Now comes the plot twist — the missing man is missing with good reason, since there’s a bad guy out to kill him. Dix has so successfully assumed the wanted party’s identity that he can’t shake it off when he needs to. Further twists, which rather stretch plausibility to the point of snapping-and-pinging, are on their way.
This was all enjoyable enough, so I was happy to try RETURN OF THE WHISTLER, which proved to be the last in the series. Richard Dix having drunk himself to death, and William Castle being busy making other, perhaps even cheaper pictures, this movie stars Michael Duane and proceeds under the helm of D Ross Lederman (should a B-movie maestro really use “DRoss” as a name?) — it’s unexceptional but quite watchable, and uses a favourite Woolrich device…

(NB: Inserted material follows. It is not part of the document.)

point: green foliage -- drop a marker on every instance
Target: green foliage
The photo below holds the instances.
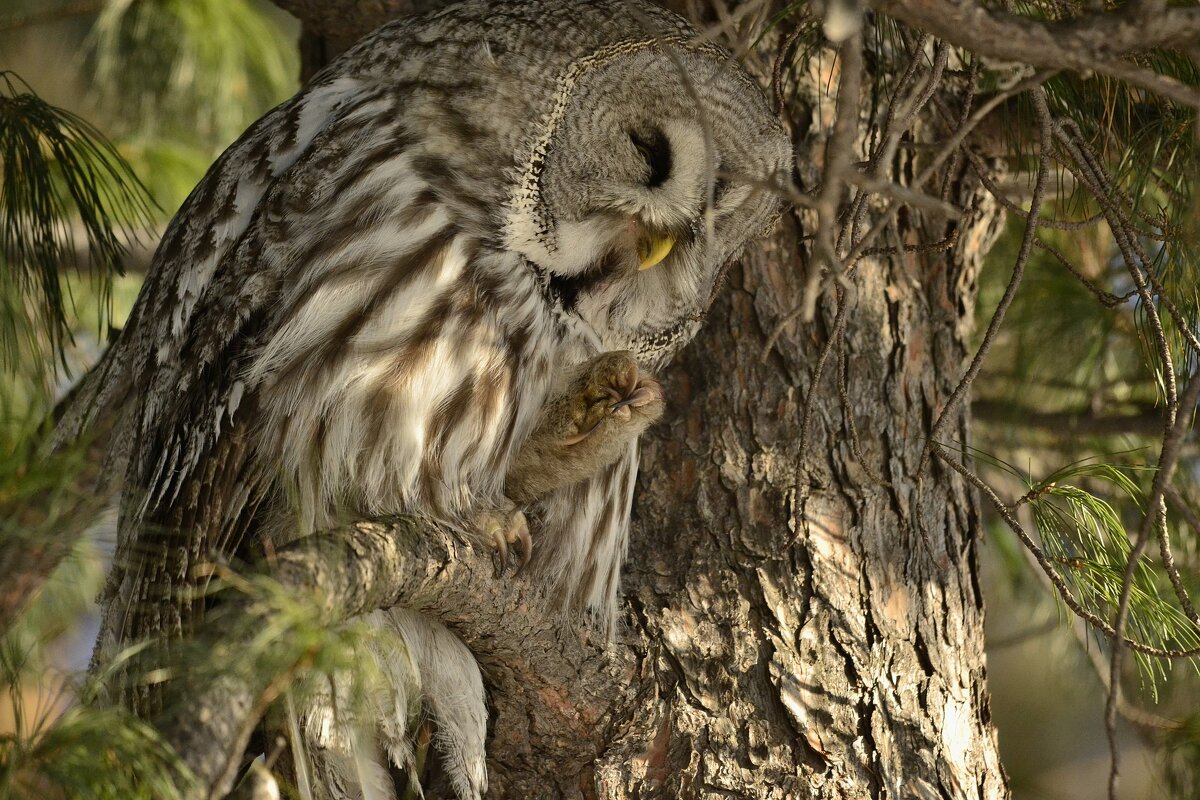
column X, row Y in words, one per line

Duane is trying to marry his French fiancée, but can’t find a justice of the peace, so they’re forced to spend the night apart in a strange town. Checking his spouse-to-be into a hotel with a surly night clerk, in the a.m. he’s alarmed to find her vanished, or do I mean he’s alarmed to NOT find her, vanished? And the clerk denies she was ever there. This one adapts Woolrich’s All At Once, No Alice, with echoes of Phantom Lady and of course THE LADY VANISHES, but plays like a lesser version of You’ll Never See Me Again, one of the author’s most horrific, agonizingly tense, and twistedly autobiographical stories.
In YNSMA, the hero’s wife walks out on him after an argument early in their marriage, returning to her parents, whom he’s never met (Woolrich plots often depend on such unlikely and contrived circumstances. Never mind.) This of course uncomfortably echoes Woolrich’s own short marriage. In the story, the hero goes after his wife but finds she never arrived at her destination, triggering a weird and disorientating investigation that tests Roman Polanski’s very Woolrichian observation that “anxiety has no upper limit.” The climactic revelation punishes the wife even more horribly than the story has already tortured the husband: her mother murdered, she’s been entombed alive by the killer. The rescue does not make for a wholeheartedly happy ending.
RETURN OF THE WHISTLER is altogether lighter, but our leading lady has been unjustly committed as insane by grasping relations, so the dark side is certainly there. The Whistler himself is on hand to poke fun at the struggling hero from time to time ~
It lacks Dix’s ineffable embers of charisma, and Castle’s occasionally imaginative direction, but it’s a decent time-waster with authentic Woolrich elements, even if it shortchanges us on the angst and paranoia.